Bouillon-LaGrange accomplishments are:

  • Entered Mazarin College at the age of twelve to study Humanities
  • Director, Professor of chemistry, Physics, and instructor at the Ecole de pharmacie of Paris
  • Pharmacist on Rue Saint-Martin in Paris (Also the Owner)
  • Doctorate degree from the University of Strasbourg
  • Personal physician to Empress Josephine

Bouillon-LaGrange did extensive research on Liquid Styrax in his study called “On the Origin and Properties of Liquid Styrax” which was delivered to the Medical Society of Paris. This study done in the late 1700’s is probably the earliest done on Storax and its properties. He seemed interested mainly in what it was composed of for the use of liquid Storax for pharmaceutical purposes only. Until that time, liquid styrax was used primarily in ointments.

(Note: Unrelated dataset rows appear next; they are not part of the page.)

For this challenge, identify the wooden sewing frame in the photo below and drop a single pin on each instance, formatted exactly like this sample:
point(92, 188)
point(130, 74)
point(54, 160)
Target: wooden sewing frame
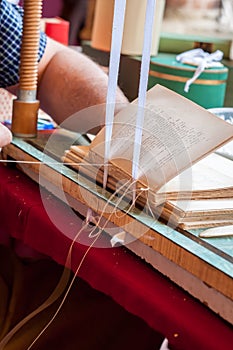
point(203, 267)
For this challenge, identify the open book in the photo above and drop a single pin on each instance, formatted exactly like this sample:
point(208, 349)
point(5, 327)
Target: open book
point(176, 159)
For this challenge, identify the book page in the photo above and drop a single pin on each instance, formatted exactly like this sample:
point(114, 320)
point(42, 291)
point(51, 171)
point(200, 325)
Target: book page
point(176, 134)
point(210, 173)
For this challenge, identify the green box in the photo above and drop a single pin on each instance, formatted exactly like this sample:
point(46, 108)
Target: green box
point(177, 43)
point(208, 90)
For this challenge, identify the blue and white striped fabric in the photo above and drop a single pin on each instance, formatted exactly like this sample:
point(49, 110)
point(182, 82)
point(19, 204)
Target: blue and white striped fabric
point(11, 26)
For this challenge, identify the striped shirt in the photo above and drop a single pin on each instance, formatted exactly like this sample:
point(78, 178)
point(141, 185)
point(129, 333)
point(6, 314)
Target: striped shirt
point(11, 26)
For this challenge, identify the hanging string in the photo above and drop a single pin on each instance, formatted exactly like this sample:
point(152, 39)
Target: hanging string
point(117, 35)
point(145, 65)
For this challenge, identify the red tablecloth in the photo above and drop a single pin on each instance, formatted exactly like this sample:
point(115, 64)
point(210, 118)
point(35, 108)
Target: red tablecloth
point(116, 272)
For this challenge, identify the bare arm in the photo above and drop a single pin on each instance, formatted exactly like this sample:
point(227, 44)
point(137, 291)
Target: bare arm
point(69, 82)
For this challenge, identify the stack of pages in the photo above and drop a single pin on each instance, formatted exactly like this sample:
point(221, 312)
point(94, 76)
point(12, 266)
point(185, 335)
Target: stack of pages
point(181, 178)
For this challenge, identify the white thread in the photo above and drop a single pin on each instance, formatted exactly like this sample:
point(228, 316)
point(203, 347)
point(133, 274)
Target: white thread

Among all his other achievements, Bouillon-LaGrange published around 50 publications on all subjects such as, chemistry, pharmaceuticals, and physical and chemical properties.

Eduard Simon

Eduard Simon, a pharmacist living in Berlin Germany, holds the distinction of being able to seperate Styrene (which he named Storax, or Styrol Oxide) by distillation from the sap of an Oriental Sweetgum (Liquidambar tree) in 1839. Although most of Simon’s life is somewhat obscure, his discovery is one of the most important of the 1800’s. Just a few days after he isolated this clear substance, it began hardening in the vial he had placed it in. Thinking that oxygen had caused this transformation he then called it styrol oxide. Little did he realize that the substance he was able to distill became polymerized styrene – or polystyrene.

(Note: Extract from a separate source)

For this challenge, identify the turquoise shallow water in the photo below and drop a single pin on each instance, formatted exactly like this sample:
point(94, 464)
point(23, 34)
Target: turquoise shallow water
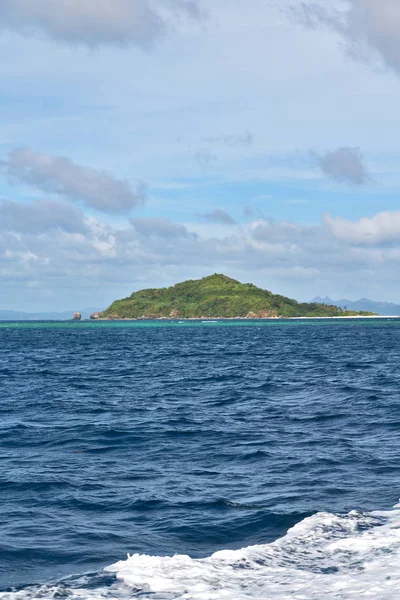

John Buddle Blyth and August Wilhelm von Hofmann

In 1845 Dr. John Blyth, Professor of chemistry and August Wilhelm von Hofmann did extensive studies of Styrene taking Simon’s research much further and more experimentally. Together they wrote a research paper called “On Styrole and some of the products of its decomposition” and were able to prove that Styrene (which they called Styrole and metastyrole) would polymerize in the container without the presence of oxygen and put Styrene under far more scrutiny than ever before. What they seem to endeavour is to obtain styrole (styrene) through different distillation methods and to test the liquid with other newly discovered chemical substances they now had more knowledge of. The amount of testing done is one of the most thorough and a high degree of mathematical as well as scientific research on Styrene. Their paper can be read  here at “The London, Edinburgh and Dublin Philosophical Magazine and Journal of Science”

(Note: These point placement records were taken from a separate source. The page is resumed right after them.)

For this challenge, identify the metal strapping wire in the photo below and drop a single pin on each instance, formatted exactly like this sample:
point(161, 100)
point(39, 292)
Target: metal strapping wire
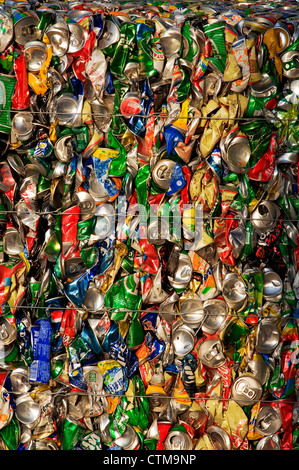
point(157, 396)
point(123, 217)
point(144, 310)
point(151, 115)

Pierre Eugène Marcellin Berthelot 1827-1907

Berthelot accomplishments are:

  • President of the Scientific Committee for the Defense of Paris in 1865
  • Won first prize for philosophy competition at the age of 19
  • Instructor at the College de France
  • Chair of organic chemistry at the College de France
  • Elected to the Senate in 1871
  • Minister of education (1886-1887)
  • Foreign minister

Berthelot published a very detailed work on the synthesis of organic chemicals in 1860,concluding that an almost infinite number of organic compounds could be synthesized he was one of the first to produce organic compounds synthetically (including the carbon compounds methyl alcohol, ethyl alcohol, benzene, and acetylene), playing a major role in dispelling the old theory of a vital force inherent in organic compounds. In 1866 Marcelin Berthelot correctly identified the formation of metastyrol/Styroloxyd from styrol as a polymerization process.